With all that framework it is also harder to notice that firewalld (version in CentOS 7) has practically no support for custom filter on forwarded (i.e. routed) and output traffic. Some you can achieve with rich and direct rules, but only some and not trivially.

Ok, port forwarding (DNAT) is supported. Furthermore, if you put "inside" into trusted zone and "outside" into external zone, the you get ip_forward enabled and SNAT on external. That is, anyone in inside can connect anyone in outside and outside sees only the external IP of the "router".

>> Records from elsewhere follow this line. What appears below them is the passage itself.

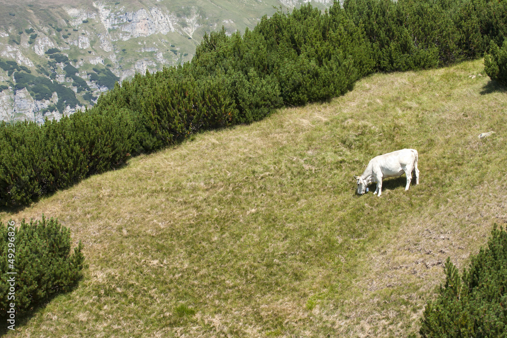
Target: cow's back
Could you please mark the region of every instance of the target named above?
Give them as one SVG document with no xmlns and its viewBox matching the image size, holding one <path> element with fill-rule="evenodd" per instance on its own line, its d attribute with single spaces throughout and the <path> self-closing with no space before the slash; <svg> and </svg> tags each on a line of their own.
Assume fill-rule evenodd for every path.
<svg viewBox="0 0 507 338">
<path fill-rule="evenodd" d="M 371 162 L 374 172 L 380 170 L 383 177 L 401 176 L 407 166 L 413 166 L 418 157 L 415 149 L 402 149 L 374 158 Z"/>
</svg>

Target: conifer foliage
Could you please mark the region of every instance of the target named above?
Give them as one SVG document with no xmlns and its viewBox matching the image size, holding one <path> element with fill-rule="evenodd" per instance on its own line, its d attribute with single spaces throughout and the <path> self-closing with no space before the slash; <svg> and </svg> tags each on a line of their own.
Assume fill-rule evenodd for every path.
<svg viewBox="0 0 507 338">
<path fill-rule="evenodd" d="M 484 70 L 491 80 L 507 85 L 507 40 L 501 48 L 492 41 L 489 53 L 484 55 Z"/>
<path fill-rule="evenodd" d="M 445 269 L 445 284 L 424 310 L 421 336 L 507 336 L 507 232 L 494 229 L 462 276 L 449 258 Z"/>
<path fill-rule="evenodd" d="M 71 254 L 70 231 L 57 220 L 21 222 L 15 231 L 0 222 L 0 313 L 10 304 L 16 313 L 31 309 L 60 292 L 67 292 L 81 277 L 84 256 L 81 243 Z M 14 238 L 13 242 L 9 239 Z M 14 244 L 9 246 L 8 244 Z M 10 251 L 8 251 L 10 249 Z M 9 253 L 14 253 L 10 258 Z M 13 257 L 13 256 L 11 256 Z M 9 268 L 10 266 L 13 266 Z M 7 272 L 15 272 L 8 274 Z M 15 290 L 10 291 L 8 279 L 14 276 Z M 11 292 L 10 297 L 8 294 Z"/>
<path fill-rule="evenodd" d="M 242 35 L 205 34 L 190 62 L 116 83 L 89 110 L 0 125 L 0 204 L 26 204 L 200 130 L 329 100 L 373 71 L 444 66 L 491 44 L 501 79 L 493 61 L 506 13 L 507 0 L 346 0 L 324 13 L 280 10 Z"/>
</svg>

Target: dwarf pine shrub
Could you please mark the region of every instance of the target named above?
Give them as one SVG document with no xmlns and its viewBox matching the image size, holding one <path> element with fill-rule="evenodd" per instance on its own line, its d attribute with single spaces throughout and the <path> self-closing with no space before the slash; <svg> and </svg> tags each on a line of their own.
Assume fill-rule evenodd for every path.
<svg viewBox="0 0 507 338">
<path fill-rule="evenodd" d="M 445 283 L 424 310 L 425 338 L 507 336 L 507 232 L 495 228 L 488 247 L 462 275 L 448 258 Z"/>
<path fill-rule="evenodd" d="M 52 218 L 23 220 L 14 231 L 0 222 L 0 313 L 5 314 L 11 303 L 18 313 L 29 312 L 52 295 L 69 291 L 81 276 L 81 247 L 80 242 L 70 253 L 70 231 Z M 14 298 L 8 281 L 12 276 Z"/>
<path fill-rule="evenodd" d="M 190 62 L 136 74 L 121 85 L 107 69 L 94 68 L 97 82 L 115 84 L 92 109 L 42 127 L 0 125 L 0 204 L 26 204 L 200 130 L 330 99 L 374 71 L 447 65 L 482 57 L 491 44 L 487 67 L 501 80 L 503 50 L 495 46 L 507 36 L 505 13 L 507 0 L 346 0 L 323 13 L 307 5 L 265 16 L 242 35 L 228 36 L 224 28 L 205 34 Z M 46 52 L 54 70 L 66 59 L 59 52 Z M 36 97 L 56 91 L 60 111 L 76 103 L 71 90 L 20 72 L 15 62 L 0 60 L 0 67 L 14 73 L 18 89 L 43 85 Z M 65 68 L 86 90 L 77 70 Z"/>
<path fill-rule="evenodd" d="M 484 55 L 484 71 L 491 80 L 507 85 L 507 40 L 501 48 L 491 41 L 489 52 Z"/>
</svg>

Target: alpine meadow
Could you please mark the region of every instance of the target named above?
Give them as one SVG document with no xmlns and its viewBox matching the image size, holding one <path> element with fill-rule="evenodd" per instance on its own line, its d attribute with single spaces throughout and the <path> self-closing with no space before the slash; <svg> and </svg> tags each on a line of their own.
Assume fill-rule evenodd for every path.
<svg viewBox="0 0 507 338">
<path fill-rule="evenodd" d="M 506 35 L 505 0 L 307 5 L 3 124 L 0 335 L 504 336 Z M 356 193 L 403 148 L 418 185 Z"/>
</svg>

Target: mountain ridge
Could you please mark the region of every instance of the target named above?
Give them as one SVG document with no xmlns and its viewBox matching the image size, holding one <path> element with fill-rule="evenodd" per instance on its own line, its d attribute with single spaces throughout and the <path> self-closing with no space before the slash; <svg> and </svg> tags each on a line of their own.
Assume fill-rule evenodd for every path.
<svg viewBox="0 0 507 338">
<path fill-rule="evenodd" d="M 116 81 L 189 61 L 204 33 L 223 26 L 228 34 L 243 31 L 275 7 L 285 10 L 308 2 L 3 2 L 0 121 L 43 123 L 92 105 Z M 312 3 L 323 9 L 332 2 Z M 52 50 L 58 51 L 48 53 Z M 69 67 L 78 70 L 69 73 L 65 70 Z M 35 85 L 17 81 L 26 74 L 35 77 L 32 82 L 38 85 L 46 84 L 44 95 L 38 96 Z M 59 86 L 75 94 L 50 88 Z"/>
</svg>

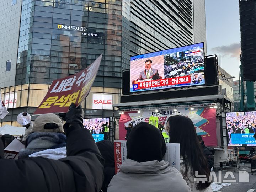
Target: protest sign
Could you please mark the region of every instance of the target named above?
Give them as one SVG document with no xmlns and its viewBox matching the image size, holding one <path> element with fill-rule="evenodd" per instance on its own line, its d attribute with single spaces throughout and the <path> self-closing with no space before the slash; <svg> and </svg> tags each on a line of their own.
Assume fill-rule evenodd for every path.
<svg viewBox="0 0 256 192">
<path fill-rule="evenodd" d="M 169 166 L 180 169 L 179 143 L 166 143 L 166 151 L 163 160 L 169 161 Z M 115 171 L 116 174 L 120 172 L 120 166 L 126 159 L 127 149 L 126 141 L 115 140 L 114 143 Z M 139 146 L 138 146 L 139 147 Z"/>
<path fill-rule="evenodd" d="M 20 150 L 25 146 L 16 138 L 4 149 L 4 158 L 10 159 L 18 159 Z"/>
<path fill-rule="evenodd" d="M 124 129 L 131 123 L 133 127 L 141 122 L 149 122 L 152 116 L 158 117 L 159 122 L 166 125 L 169 117 L 183 115 L 193 122 L 198 135 L 201 135 L 207 146 L 217 146 L 216 109 L 202 108 L 191 110 L 189 108 L 178 108 L 175 111 L 170 108 L 156 112 L 155 110 L 127 112 L 121 114 L 119 121 L 119 139 L 124 140 L 126 131 Z"/>
<path fill-rule="evenodd" d="M 85 69 L 66 78 L 55 80 L 33 115 L 66 113 L 74 103 L 80 105 L 89 94 L 96 77 L 102 54 Z"/>
</svg>

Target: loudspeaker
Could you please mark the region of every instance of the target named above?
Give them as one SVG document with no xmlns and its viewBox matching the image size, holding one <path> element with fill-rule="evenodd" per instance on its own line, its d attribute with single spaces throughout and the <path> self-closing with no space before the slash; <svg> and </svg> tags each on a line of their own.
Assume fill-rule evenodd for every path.
<svg viewBox="0 0 256 192">
<path fill-rule="evenodd" d="M 216 55 L 204 58 L 206 85 L 216 85 L 219 84 L 218 59 Z"/>
<path fill-rule="evenodd" d="M 256 2 L 239 1 L 242 66 L 244 81 L 256 80 Z"/>
<path fill-rule="evenodd" d="M 123 71 L 123 94 L 130 94 L 130 71 L 129 70 Z"/>
</svg>

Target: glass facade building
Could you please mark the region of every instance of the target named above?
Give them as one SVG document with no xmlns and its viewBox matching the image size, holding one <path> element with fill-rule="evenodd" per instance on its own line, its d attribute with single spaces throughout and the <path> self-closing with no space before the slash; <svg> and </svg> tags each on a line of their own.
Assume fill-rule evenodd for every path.
<svg viewBox="0 0 256 192">
<path fill-rule="evenodd" d="M 101 94 L 111 95 L 112 103 L 118 102 L 122 71 L 129 68 L 131 56 L 197 42 L 198 26 L 204 25 L 205 35 L 205 18 L 195 23 L 196 1 L 203 15 L 202 0 L 17 0 L 4 4 L 4 9 L 14 10 L 19 25 L 12 33 L 15 45 L 10 45 L 15 50 L 13 58 L 0 63 L 0 79 L 5 77 L 1 93 L 10 112 L 0 126 L 15 124 L 12 122 L 18 112 L 33 113 L 53 80 L 86 68 L 101 53 L 97 76 L 83 107 L 86 118 L 112 116 L 103 106 L 95 108 L 93 101 Z M 203 33 L 199 35 L 205 42 Z M 11 78 L 5 71 L 9 68 Z"/>
</svg>

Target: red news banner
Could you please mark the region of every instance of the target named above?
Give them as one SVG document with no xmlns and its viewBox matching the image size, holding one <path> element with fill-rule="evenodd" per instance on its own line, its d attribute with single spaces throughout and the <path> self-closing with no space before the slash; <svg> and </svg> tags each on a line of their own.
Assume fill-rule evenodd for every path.
<svg viewBox="0 0 256 192">
<path fill-rule="evenodd" d="M 90 92 L 98 73 L 102 54 L 85 69 L 55 80 L 34 115 L 66 113 L 74 103 L 80 105 Z"/>
<path fill-rule="evenodd" d="M 169 78 L 158 80 L 153 80 L 148 81 L 138 82 L 138 89 L 154 88 L 162 86 L 169 86 L 170 85 L 190 83 L 191 79 L 188 75 L 183 77 Z"/>
</svg>

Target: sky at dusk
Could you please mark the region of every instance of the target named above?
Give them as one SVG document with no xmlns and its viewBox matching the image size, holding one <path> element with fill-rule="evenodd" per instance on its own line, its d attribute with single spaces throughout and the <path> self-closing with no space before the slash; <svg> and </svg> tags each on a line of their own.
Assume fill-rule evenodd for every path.
<svg viewBox="0 0 256 192">
<path fill-rule="evenodd" d="M 219 64 L 239 79 L 241 53 L 238 0 L 205 0 L 206 55 L 216 54 Z"/>
</svg>

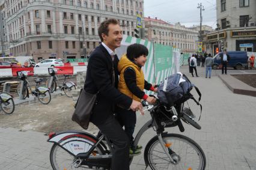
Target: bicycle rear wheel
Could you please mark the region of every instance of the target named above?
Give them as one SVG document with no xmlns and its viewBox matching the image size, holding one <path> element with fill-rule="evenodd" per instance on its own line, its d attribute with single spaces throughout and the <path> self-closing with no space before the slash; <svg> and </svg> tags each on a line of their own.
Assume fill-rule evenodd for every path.
<svg viewBox="0 0 256 170">
<path fill-rule="evenodd" d="M 72 147 L 72 142 L 73 141 L 67 142 L 69 147 Z M 65 144 L 65 145 L 67 145 L 67 144 Z M 86 143 L 85 142 L 85 145 Z M 92 152 L 93 156 L 97 155 L 102 155 L 103 150 L 100 146 L 97 146 L 96 147 L 94 151 Z M 93 154 L 91 155 L 93 156 Z M 74 162 L 77 159 L 76 157 L 72 154 L 68 153 L 67 151 L 64 150 L 60 146 L 56 144 L 54 144 L 50 152 L 50 162 L 52 168 L 53 170 L 63 170 L 63 169 L 104 169 L 103 168 L 96 169 L 95 167 L 89 167 L 88 166 L 82 165 L 81 167 L 75 168 L 74 166 Z"/>
<path fill-rule="evenodd" d="M 67 86 L 67 84 L 65 84 L 63 88 L 63 91 L 66 96 L 67 96 L 69 97 L 72 97 L 72 91 L 74 91 L 76 89 L 76 87 L 75 85 L 73 85 L 70 87 L 68 87 L 68 86 Z"/>
<path fill-rule="evenodd" d="M 204 169 L 206 156 L 201 147 L 192 139 L 178 134 L 163 134 L 162 138 L 169 155 L 175 161 L 170 162 L 157 136 L 148 143 L 145 148 L 146 165 L 152 169 Z"/>
<path fill-rule="evenodd" d="M 7 114 L 11 114 L 14 111 L 14 102 L 13 99 L 11 98 L 6 102 L 1 102 L 1 108 Z"/>
<path fill-rule="evenodd" d="M 39 101 L 41 103 L 44 105 L 47 105 L 50 103 L 50 100 L 52 99 L 52 96 L 49 90 L 44 93 L 40 93 L 39 91 L 38 93 L 37 94 L 37 97 L 38 98 Z"/>
</svg>

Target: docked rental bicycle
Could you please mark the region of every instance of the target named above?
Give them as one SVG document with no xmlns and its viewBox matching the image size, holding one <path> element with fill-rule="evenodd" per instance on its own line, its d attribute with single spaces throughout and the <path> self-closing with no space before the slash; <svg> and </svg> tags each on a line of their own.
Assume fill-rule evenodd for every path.
<svg viewBox="0 0 256 170">
<path fill-rule="evenodd" d="M 154 105 L 144 101 L 142 105 L 147 107 L 151 119 L 136 135 L 135 147 L 147 130 L 153 129 L 156 133 L 145 148 L 146 166 L 152 169 L 204 169 L 206 156 L 198 144 L 185 136 L 165 132 L 165 128 L 176 126 L 183 132 L 181 120 L 201 129 L 190 109 L 184 108 L 184 103 L 168 106 L 159 99 Z M 70 130 L 50 133 L 47 141 L 53 143 L 50 153 L 53 169 L 111 168 L 112 144 L 104 135 L 97 138 L 83 131 Z"/>
<path fill-rule="evenodd" d="M 22 95 L 23 99 L 25 99 L 26 97 L 29 97 L 29 89 L 31 92 L 31 94 L 35 97 L 37 97 L 38 100 L 44 105 L 47 105 L 50 103 L 52 97 L 50 96 L 50 90 L 46 87 L 39 86 L 40 83 L 43 81 L 43 79 L 38 78 L 35 80 L 36 83 L 35 90 L 32 90 L 29 83 L 26 79 L 28 73 L 31 72 L 30 71 L 17 71 L 17 75 L 19 79 L 20 79 L 21 83 L 20 85 L 20 89 L 18 89 L 19 95 Z"/>
<path fill-rule="evenodd" d="M 46 81 L 46 86 L 50 89 L 50 92 L 53 93 L 56 91 L 57 88 L 57 83 L 58 79 L 56 76 L 56 73 L 58 70 L 62 70 L 60 68 L 48 68 L 49 74 L 50 75 L 50 79 Z M 62 83 L 62 86 L 59 86 L 59 89 L 63 91 L 66 96 L 69 97 L 72 97 L 72 91 L 74 91 L 76 89 L 76 84 L 71 81 L 66 81 L 66 79 L 70 75 L 64 74 L 64 80 Z"/>
</svg>

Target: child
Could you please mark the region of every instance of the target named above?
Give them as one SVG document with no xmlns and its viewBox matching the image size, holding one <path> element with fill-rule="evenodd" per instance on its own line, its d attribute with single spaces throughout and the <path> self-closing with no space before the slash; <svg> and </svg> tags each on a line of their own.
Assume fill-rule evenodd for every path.
<svg viewBox="0 0 256 170">
<path fill-rule="evenodd" d="M 144 80 L 141 68 L 146 63 L 148 54 L 148 49 L 142 44 L 133 44 L 128 46 L 127 54 L 121 58 L 118 63 L 118 69 L 120 73 L 118 90 L 133 100 L 141 102 L 141 99 L 144 99 L 153 103 L 156 99 L 148 96 L 143 91 L 144 89 L 154 92 L 157 91 L 157 88 Z M 121 126 L 124 126 L 124 131 L 130 139 L 130 154 L 135 156 L 141 154 L 142 147 L 137 146 L 135 148 L 133 137 L 136 124 L 136 112 L 127 111 L 121 106 L 117 106 L 115 114 Z"/>
</svg>

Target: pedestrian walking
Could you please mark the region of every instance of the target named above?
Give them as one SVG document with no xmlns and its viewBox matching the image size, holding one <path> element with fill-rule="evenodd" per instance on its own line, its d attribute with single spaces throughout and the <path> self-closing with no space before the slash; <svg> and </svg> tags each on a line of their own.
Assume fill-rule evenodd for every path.
<svg viewBox="0 0 256 170">
<path fill-rule="evenodd" d="M 190 61 L 189 61 L 189 65 L 191 67 L 191 74 L 192 75 L 192 77 L 194 77 L 194 70 L 195 70 L 195 75 L 197 77 L 199 77 L 197 75 L 197 59 L 195 58 L 195 56 L 193 55 L 191 57 Z"/>
<path fill-rule="evenodd" d="M 227 65 L 228 65 L 228 61 L 230 60 L 230 55 L 227 53 L 227 49 L 224 49 L 223 53 L 221 53 L 221 64 L 222 65 L 222 68 L 221 68 L 221 73 L 223 74 L 224 73 L 227 74 Z"/>
<path fill-rule="evenodd" d="M 204 63 L 206 62 L 206 58 L 207 56 L 207 54 L 205 53 L 204 56 L 202 57 L 202 67 L 204 67 Z"/>
<path fill-rule="evenodd" d="M 122 29 L 115 19 L 100 23 L 98 30 L 102 43 L 91 54 L 87 71 L 84 90 L 97 94 L 90 121 L 112 142 L 111 169 L 129 169 L 130 140 L 115 118 L 115 105 L 121 105 L 132 111 L 140 110 L 141 103 L 117 90 L 118 58 L 115 49 L 121 46 Z"/>
<path fill-rule="evenodd" d="M 206 59 L 206 78 L 207 77 L 208 73 L 209 73 L 209 79 L 211 78 L 212 74 L 212 66 L 213 64 L 213 58 L 212 57 L 212 55 L 209 53 L 208 57 Z"/>
<path fill-rule="evenodd" d="M 250 66 L 251 66 L 251 69 L 253 69 L 254 67 L 254 59 L 255 59 L 255 56 L 254 55 L 252 55 L 250 57 Z"/>
</svg>

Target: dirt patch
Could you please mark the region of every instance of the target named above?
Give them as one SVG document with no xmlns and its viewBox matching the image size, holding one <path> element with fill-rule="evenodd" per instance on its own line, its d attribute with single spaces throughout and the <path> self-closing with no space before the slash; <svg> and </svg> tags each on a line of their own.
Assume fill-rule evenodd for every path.
<svg viewBox="0 0 256 170">
<path fill-rule="evenodd" d="M 256 74 L 231 75 L 248 85 L 256 88 Z"/>
<path fill-rule="evenodd" d="M 71 120 L 74 102 L 65 96 L 55 96 L 48 105 L 36 100 L 16 106 L 13 114 L 0 112 L 0 127 L 13 127 L 22 131 L 32 130 L 48 133 L 67 130 L 83 130 Z M 90 124 L 88 130 L 97 130 Z"/>
</svg>

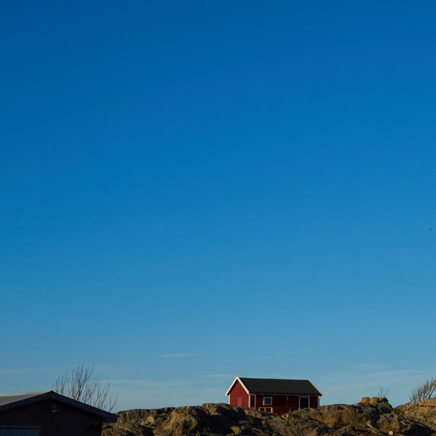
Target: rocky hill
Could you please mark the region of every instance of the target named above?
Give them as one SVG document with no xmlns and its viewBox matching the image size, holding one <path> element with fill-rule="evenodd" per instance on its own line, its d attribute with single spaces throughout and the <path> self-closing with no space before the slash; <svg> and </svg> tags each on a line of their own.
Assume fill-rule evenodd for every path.
<svg viewBox="0 0 436 436">
<path fill-rule="evenodd" d="M 226 404 L 118 412 L 103 436 L 368 436 L 436 435 L 436 400 L 394 409 L 385 398 L 304 409 L 285 415 Z"/>
</svg>

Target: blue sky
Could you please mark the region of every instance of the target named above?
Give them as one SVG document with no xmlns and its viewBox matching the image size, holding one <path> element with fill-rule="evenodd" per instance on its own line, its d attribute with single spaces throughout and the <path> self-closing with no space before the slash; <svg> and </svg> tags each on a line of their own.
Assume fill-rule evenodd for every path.
<svg viewBox="0 0 436 436">
<path fill-rule="evenodd" d="M 323 404 L 436 372 L 433 1 L 0 6 L 0 391 Z M 431 230 L 433 229 L 433 230 Z"/>
</svg>

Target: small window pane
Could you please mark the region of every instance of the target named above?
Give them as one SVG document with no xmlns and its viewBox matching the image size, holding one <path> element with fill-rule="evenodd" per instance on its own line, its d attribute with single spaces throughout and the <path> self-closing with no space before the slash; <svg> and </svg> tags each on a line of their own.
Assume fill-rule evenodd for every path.
<svg viewBox="0 0 436 436">
<path fill-rule="evenodd" d="M 29 427 L 0 427 L 0 436 L 40 436 L 40 429 Z"/>
</svg>

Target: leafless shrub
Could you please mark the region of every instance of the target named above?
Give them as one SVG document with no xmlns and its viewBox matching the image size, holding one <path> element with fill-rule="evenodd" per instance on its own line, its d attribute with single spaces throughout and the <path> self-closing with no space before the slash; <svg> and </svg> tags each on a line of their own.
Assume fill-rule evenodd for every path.
<svg viewBox="0 0 436 436">
<path fill-rule="evenodd" d="M 428 400 L 435 396 L 436 394 L 436 377 L 426 380 L 423 383 L 419 384 L 409 396 L 412 403 L 417 403 L 421 400 Z"/>
<path fill-rule="evenodd" d="M 118 400 L 109 396 L 111 384 L 100 386 L 100 381 L 93 377 L 93 364 L 90 366 L 81 365 L 71 371 L 65 371 L 64 375 L 58 377 L 53 384 L 53 390 L 73 400 L 104 409 L 111 412 Z"/>
<path fill-rule="evenodd" d="M 385 389 L 384 387 L 381 387 L 377 393 L 377 397 L 386 398 L 389 393 L 389 389 Z"/>
</svg>

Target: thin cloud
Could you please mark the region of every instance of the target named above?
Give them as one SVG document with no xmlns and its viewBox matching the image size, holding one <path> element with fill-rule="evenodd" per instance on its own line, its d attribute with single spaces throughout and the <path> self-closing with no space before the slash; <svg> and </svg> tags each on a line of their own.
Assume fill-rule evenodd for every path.
<svg viewBox="0 0 436 436">
<path fill-rule="evenodd" d="M 270 356 L 262 356 L 260 357 L 254 357 L 253 359 L 247 359 L 243 361 L 254 361 L 256 360 L 266 360 L 267 359 L 275 359 L 276 357 L 284 357 L 285 356 L 289 356 L 291 353 L 286 352 L 283 355 L 272 355 Z"/>
<path fill-rule="evenodd" d="M 189 357 L 190 356 L 201 356 L 202 353 L 180 353 L 173 355 L 157 355 L 155 357 Z"/>
<path fill-rule="evenodd" d="M 185 380 L 111 380 L 112 387 L 127 387 L 136 389 L 147 388 L 164 388 L 185 386 L 187 382 Z"/>
</svg>

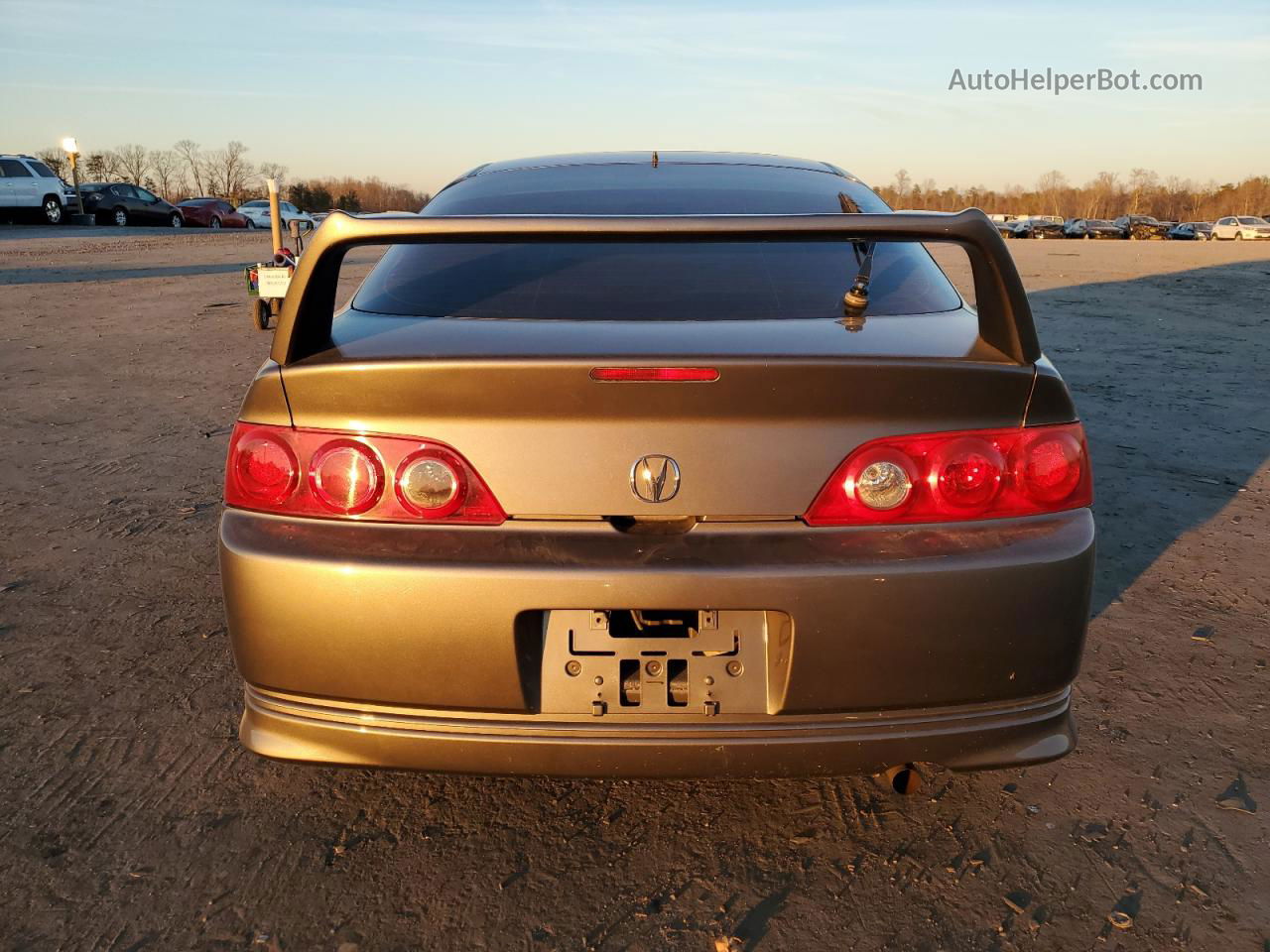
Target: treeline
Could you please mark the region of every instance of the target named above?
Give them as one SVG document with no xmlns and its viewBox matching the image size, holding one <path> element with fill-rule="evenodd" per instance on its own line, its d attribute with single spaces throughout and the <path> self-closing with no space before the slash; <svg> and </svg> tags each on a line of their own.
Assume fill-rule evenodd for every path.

The recommendation (by Red Hat for RHEL 7 and 8) is not to use firewalld for "complex setup". For workstation it is ok, for "real router" not.
The alternative was iptables.service, but then you have to generate the ruleset yourself.

I just noticed that since RHEL 7.6 it has been possible to install and use nftables.service. See https://access.redhat.com/documentation ... h_nftables
(Red Hat must have backported nftables functionality into the kernel of RHEL 7.)

You can now choose between FirewallD, where routing is hard/impossible, and iptables/nftables where you have to know how to write logical firewall ruleset. You don't want to make mistakes on firewall.


RHEL 8 has in practice firewalld and nftables and no, version of firewalld is still lacking. The 8.5 point update might improve that a bit later this year.